You can easily take some stunning high-quality photos on your mobile phones nowadays. In fact, many photographers pride themselves on exclusively using a smartphone to take all of their professional images.
But you just can’t be the traditional DSLR cameras for professional photography! Although DSLR cameras are a little more complex to use than a mobile phone, they have a much wider variety of features and settings that can elevate your images to the next level.
The issue that many people face is knowing where to start with a DSLR camera. They can be complex to figure out and it takes a lot of skill and knowledge to use the camera’s features to their full potential.
If you have recently bought yourself a camera and are keen to start taking some semi-professional photos, we’ve got some great tips for photography beginners to get you started.
Think About the Background
A common mistake that many beginner photographers make is focusing solely on the person or object that is at the forefront of the photo. Even if you do have a main focal point of the image, it doesn’t mean you can forget about the rest of the photo!
The background makes a significant difference to the overall look and feel of your image and it can completely change people’s interpretation of your artwork. So, you should always take careful consideration when choosing the photography backdrops and scenery that you use in each image.

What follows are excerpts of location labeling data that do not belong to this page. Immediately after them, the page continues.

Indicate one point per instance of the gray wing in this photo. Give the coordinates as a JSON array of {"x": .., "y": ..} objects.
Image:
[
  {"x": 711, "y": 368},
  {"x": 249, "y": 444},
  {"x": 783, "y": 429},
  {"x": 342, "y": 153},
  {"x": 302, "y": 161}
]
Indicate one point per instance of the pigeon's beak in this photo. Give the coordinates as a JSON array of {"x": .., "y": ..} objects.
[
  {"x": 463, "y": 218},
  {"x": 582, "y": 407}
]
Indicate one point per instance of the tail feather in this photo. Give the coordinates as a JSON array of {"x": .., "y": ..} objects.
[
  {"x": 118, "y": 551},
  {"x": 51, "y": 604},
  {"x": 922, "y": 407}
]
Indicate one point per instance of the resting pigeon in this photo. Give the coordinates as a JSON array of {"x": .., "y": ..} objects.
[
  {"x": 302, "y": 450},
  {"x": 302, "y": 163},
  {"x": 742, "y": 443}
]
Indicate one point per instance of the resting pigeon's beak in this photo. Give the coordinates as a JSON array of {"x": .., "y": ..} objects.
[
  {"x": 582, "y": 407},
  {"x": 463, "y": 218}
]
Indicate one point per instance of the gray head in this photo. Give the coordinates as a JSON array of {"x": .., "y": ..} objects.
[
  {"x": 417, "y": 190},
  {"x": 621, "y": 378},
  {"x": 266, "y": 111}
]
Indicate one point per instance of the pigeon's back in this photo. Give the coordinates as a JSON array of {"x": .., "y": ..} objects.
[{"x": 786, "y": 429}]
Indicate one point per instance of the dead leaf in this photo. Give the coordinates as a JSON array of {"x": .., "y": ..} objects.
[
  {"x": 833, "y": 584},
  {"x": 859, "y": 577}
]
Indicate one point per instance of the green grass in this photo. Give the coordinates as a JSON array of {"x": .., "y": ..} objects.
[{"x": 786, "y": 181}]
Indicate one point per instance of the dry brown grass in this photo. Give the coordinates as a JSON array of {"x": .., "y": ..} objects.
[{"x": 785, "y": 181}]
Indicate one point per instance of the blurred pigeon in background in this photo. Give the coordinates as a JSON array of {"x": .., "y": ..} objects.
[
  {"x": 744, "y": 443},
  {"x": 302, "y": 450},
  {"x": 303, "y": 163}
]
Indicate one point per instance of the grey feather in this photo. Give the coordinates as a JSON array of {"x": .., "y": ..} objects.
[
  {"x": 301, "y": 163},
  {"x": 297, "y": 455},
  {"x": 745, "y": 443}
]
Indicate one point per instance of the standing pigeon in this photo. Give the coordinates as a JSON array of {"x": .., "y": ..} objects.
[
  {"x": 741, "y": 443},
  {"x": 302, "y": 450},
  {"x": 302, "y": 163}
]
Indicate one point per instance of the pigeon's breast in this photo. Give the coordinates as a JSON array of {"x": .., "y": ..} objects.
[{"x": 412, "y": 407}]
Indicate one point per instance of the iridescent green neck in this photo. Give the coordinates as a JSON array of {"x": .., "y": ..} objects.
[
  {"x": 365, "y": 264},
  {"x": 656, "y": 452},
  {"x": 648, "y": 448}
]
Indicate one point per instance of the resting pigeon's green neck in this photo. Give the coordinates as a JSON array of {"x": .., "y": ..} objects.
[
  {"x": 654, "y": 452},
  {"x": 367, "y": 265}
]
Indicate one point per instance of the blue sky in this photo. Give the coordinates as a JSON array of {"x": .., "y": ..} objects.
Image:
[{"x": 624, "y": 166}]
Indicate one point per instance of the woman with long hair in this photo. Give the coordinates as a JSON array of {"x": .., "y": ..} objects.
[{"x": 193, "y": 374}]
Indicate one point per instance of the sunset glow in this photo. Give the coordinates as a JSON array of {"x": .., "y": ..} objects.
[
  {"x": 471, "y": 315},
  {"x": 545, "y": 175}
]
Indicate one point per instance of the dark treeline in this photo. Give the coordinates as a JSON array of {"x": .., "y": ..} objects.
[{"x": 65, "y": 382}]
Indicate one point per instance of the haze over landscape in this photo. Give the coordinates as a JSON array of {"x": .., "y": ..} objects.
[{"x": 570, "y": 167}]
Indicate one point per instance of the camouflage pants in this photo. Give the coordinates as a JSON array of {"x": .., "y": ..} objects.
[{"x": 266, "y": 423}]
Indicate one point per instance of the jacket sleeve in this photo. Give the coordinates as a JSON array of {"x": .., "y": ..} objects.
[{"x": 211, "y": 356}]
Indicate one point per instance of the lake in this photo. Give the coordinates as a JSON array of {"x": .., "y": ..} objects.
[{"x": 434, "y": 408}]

For example, if you want to portray a mysterious tone in your photos, a dark black backdrop with harsh indoor lighting is a great option. Using lots of colorful flowers and greenery in the background on your driveway or in your garden will convey happier emotions to the viewers of your image.
Avoid Overexposing Your Images
When you are choosing your camera settings at the start of your shoot, it’s essential that you pick the right shutter speed, aperture, and ISO. These are the three most important settings when it comes to choosing the brightness of your images.
Choosing the right shutter speed, aperture, and ISO will ensure that your photos are not overexposed beyond repair. Photo exposure can be edited post-production to a point, but if your images are extremely bright and overexposed, it may be impossible to fix them.
When you first begin your shoot, lower the ISO to around 100 and choose a fast shutter speed. Take a few test images to check how they look before you begin properly shooting
Tips for Photography Beginners – Back Up Your Photos
Any professional photographer will tell you to back up your photos as soon as you have taken them. You never know when your camera is going to break or your SD card is going to corrupt. The last thing you want is to spend hours taking a bunch of images that then get lost due to faulty technology.
Always keep at least two copies of your photos, ideally a copy on two separate hard drives. There are also lots of cloud-based storage drives that might be useful. Using the cloud means that any physical damage to your hard drive won’t affect your ability to retrieve your photos.